Based on what you’ve read about that search for a COVID-19 treatment and the news that you’re seeing – how do researchers go about that?
It’s outside my field but based on the little I’m following, it begins by understanding the structure of the virus. The genetic structure. The protein structure and so forth and they you are trying to find the spots where it is weakest. What things does it need to reproduce? What has to happen for it to attach to cells? And what you are trying to do with therapies is find drug targets – particularly molecular missiles that can go into the virus, attach to it and disrupt its life cycle. And that’s what they are trying to do. I don’t know the timeframe, none of that. But I’m just following the science and people are working hard on it.
It seems one of the biggest issues is that our containment strategy for the new coronavirus has been awful.
It has been. We are not South Korea and we are not China. China has this one source (of infection) in Wuhan. We have several so it is much more complicated here to. Furthermore, we don’t have centralized control, we have different municipalities and so forth. And so it takes collective behavior. But I think people are coming on to it finally. It would have been better two weeks ago but it is what it is.
I think the penny really dropped when the NBA shut down and Tom Hanks announced that he and his wife Rita Wilson had contracted COVID-19.

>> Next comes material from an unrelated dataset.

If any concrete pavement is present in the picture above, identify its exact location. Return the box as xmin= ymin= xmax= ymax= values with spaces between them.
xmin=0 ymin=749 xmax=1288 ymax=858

That’s right. It takes charismatic things like that. It takes a movie star getting it, it takes someone you know getting it because before then it’s just something that is out there in your imagination. All of a sudden when someone gets a fever it becomes real.
Experts keep talking about “flattening the curve” of the infection with the goal of trying to ensure that we don’t exceed the capacity of the health care system to cope with the people who are most severely affected by the coronavirus.
That’s right. And what happens if people in the health care system get infected in numbers? We just have to slow it down as much as possible.
And that’s why we need a widely available test right? Because we need to be able to test health care workers.
That’s right. Not having a test is a big deal because what it means is that we can’t spot the spread. We can’t spot big spreaders. We can’t spot focal areas. Testing is a big deal.
I’ve read that one of the things that prompted both the British and American governments to change course and ramp up containment and suppression strategies for the coronavirus is a report from Imperial College and the London School of Hygiene and Tropical Diseases. The report forecast that without a change of strategy the UK could see hundreds of thousands of deaths, and the U.S., more than a million.
The New York Times came out last Wednesday with a prediction of a million to five million for the United States if we don’t do anything. And so I think that shocked a lot of people. And from my perch, people are coming to it late but they are coming to it. We can deflect the curve but we need to do our part. It’s wartime.